Get in the Game
It's a bright and sunny afternoon, and I'm sitting in the stands watching my 11-year-old son's football game. Trevor's team has the ball with the clock running out, but the kids look weary. I make brief eye contact with Trevor as the referee puts the ball down 15 yards from the end zone and my son lines up at wide receiver. A chant comes up from the parents: "Go Mustangs!" Hike! The ball is snapped, and Trevor races down the sideline. His eyes widen as the quarterback sails the pass his way. Trevor leaps and snags the ball in the end zone. Touchdown!
I'll never forget the look of joy and triumph on the faces of the Mustangs that day and how the kids radiated a sense of satisfaction and pride. The entire experience reaffirmed my belief in the benefits of organized sports for children. Playing on a sports team improves physical and mental health, promotes teamwork, and provides hours of fun and countless memories. It also teaches kids how to win and lose gracefully.
Your participation in youth sports is important, too. Supporting your "family teammate" can help your child reach her full potential, on and off the field. The bond you form can open the door to meaningful conversations. From a pat on the back to coaching her team, there are a variety of ways you can support your child's athletic life. Here are some suggestions, based on my experience as a parent and my work with weplay.com:
- Attend games and practices when possible. If you take an interest, your child will take an interest. But be sure to let it be your child's game and dream — not yours.
- Provide positive reinforcement. Winning a game or scoring a big goal may put a smile on your child's face, but make sure to congratulate her on smaller tasks and overall effort, as well. Plus, every child is important — not just the star players.
- Consider what you say. Some games end in cheers, others end in tears. Kids know when they haven't played to their full potential, so there's no need to remind them.
- Congratulate your child on his valiant effort and offer to help him improve anything he feels he needs to work on with relaxed backyard practice sessions. But do your homework before offering advice — you don't want to give him bad sporting tips.
- Offer to coach. While this is probably the most demanding commitment a parent can make to youth sports, it's easily the most rewarding.
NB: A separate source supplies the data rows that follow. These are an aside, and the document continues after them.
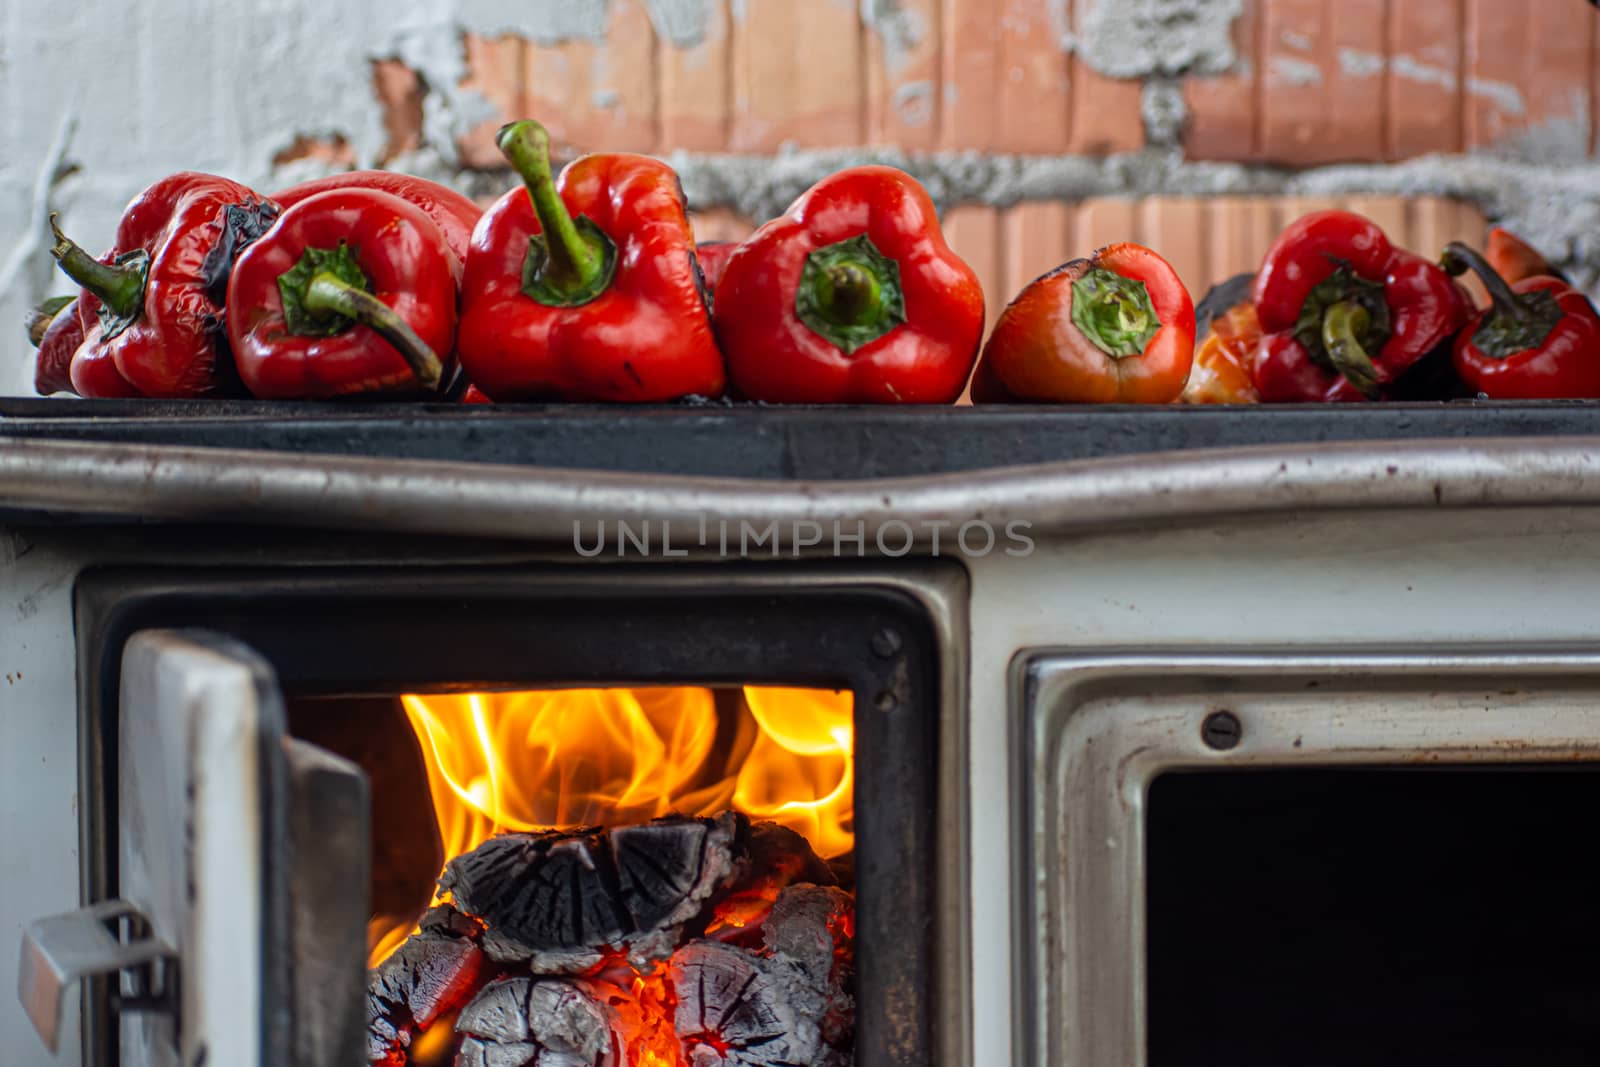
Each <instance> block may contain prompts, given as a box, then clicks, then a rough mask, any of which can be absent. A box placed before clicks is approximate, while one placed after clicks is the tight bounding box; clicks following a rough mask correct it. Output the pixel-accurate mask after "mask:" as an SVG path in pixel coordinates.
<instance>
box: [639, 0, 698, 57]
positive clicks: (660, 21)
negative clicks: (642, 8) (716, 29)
mask: <svg viewBox="0 0 1600 1067" xmlns="http://www.w3.org/2000/svg"><path fill="white" fill-rule="evenodd" d="M645 10H646V11H650V22H651V26H654V27H656V35H658V37H661V40H664V42H667V43H670V45H672V46H674V48H698V46H701V45H704V43H706V34H707V30H709V29H710V16H712V0H645Z"/></svg>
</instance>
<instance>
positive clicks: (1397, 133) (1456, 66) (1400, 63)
mask: <svg viewBox="0 0 1600 1067" xmlns="http://www.w3.org/2000/svg"><path fill="white" fill-rule="evenodd" d="M1461 34H1462V26H1461V5H1459V3H1454V2H1450V3H1437V2H1429V3H1414V2H1413V3H1390V5H1389V42H1390V58H1389V69H1387V72H1386V77H1387V78H1389V85H1387V118H1386V139H1387V152H1386V155H1387V157H1389V158H1397V160H1403V158H1410V157H1413V155H1426V154H1429V152H1459V150H1461V125H1462V114H1461V40H1462V38H1461Z"/></svg>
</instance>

Children need respectable adult role models, and supportive coaching can make a huge positive impact on their development.
- Get involved. Every little bit counts. If you're unable to coach, there are plenty of other ways to get involved in your child's practices or games. Provide refreshments, manage the scoreboard or league registrations, or coordinate fundraising and carpools.
As a parent, your contributions, whether big or small, make an immeasurable difference in your child's athletic experience. You can provide meaningful guidance, help your kids become better people, and show them how to have fun as they grow and discover vital life lessons.